Die Entdeckung hilft den Forschern auch bei der Frage, wie sicher gestellt wird, dass die Sehreize in die richtige Großhirnhälfte gelangen. Denn dazu müssen die Fortsätze von Nervenzellen aus den Augen entlang festgelegter Bahnen wachsen, um Verbindungen zur linken oder rechten Großhirnrinde zu

knüpfen. Die Fortsätze orientieren sich mithilfe von Botenstoffen, die sie an die Oberfläche von Neuronen „andocken“ können. Ähnlich wie Vorfahrt- und Stoppschildern lenken sie die Fortsätze in die richtige Richtung. Manche Nervenzellen werden von den Botenstoffen in die linke, andere in die rechte

Hälfte geleitet.

Wenn eine der beiden Hälften nicht vorhanden ist, werden die Zellen nicht mehr dorthin „gelockt“, sondern nehmen den anderen Weg.

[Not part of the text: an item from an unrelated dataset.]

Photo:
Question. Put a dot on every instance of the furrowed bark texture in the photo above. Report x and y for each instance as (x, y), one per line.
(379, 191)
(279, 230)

Während der frühen Gehirnentwicklung im Embryo gibt es im Sehnerv offenbar keine Botenstoffe, die als Stoppschilder fungieren und die Nervenzellen daran hindern, in die Hirnhälfte auf der gleichen Seite einzuwachsen“, erklärt Wolf Singer.

Flexibles Gehirn

Die Neurobiologen vermuten, dass die Entwicklungsstörung etwa einen Monat nach der Befruchtung im Mutterleib auftrat. Aus bislang unbekannter Ursache hat sich die linke Hälfte der Großhirnrinde nicht entwickelt. „Zu so einem frühen Zeitpunkt während der Entwicklung kann sich das Gehirn neu organisieren und so selbst auf massive Störungen reagieren. Im Laufe des Lebens nimmt diese Fähigkeit zwar immer mehr ab, aber selbst im Erwachsenenalter kann es Schäden und Verletzungen oft zumindest abmildern, wie wir zum Beispiel von Schlaganfall- Patienten wissen“, erklärt der Wissenschaftler.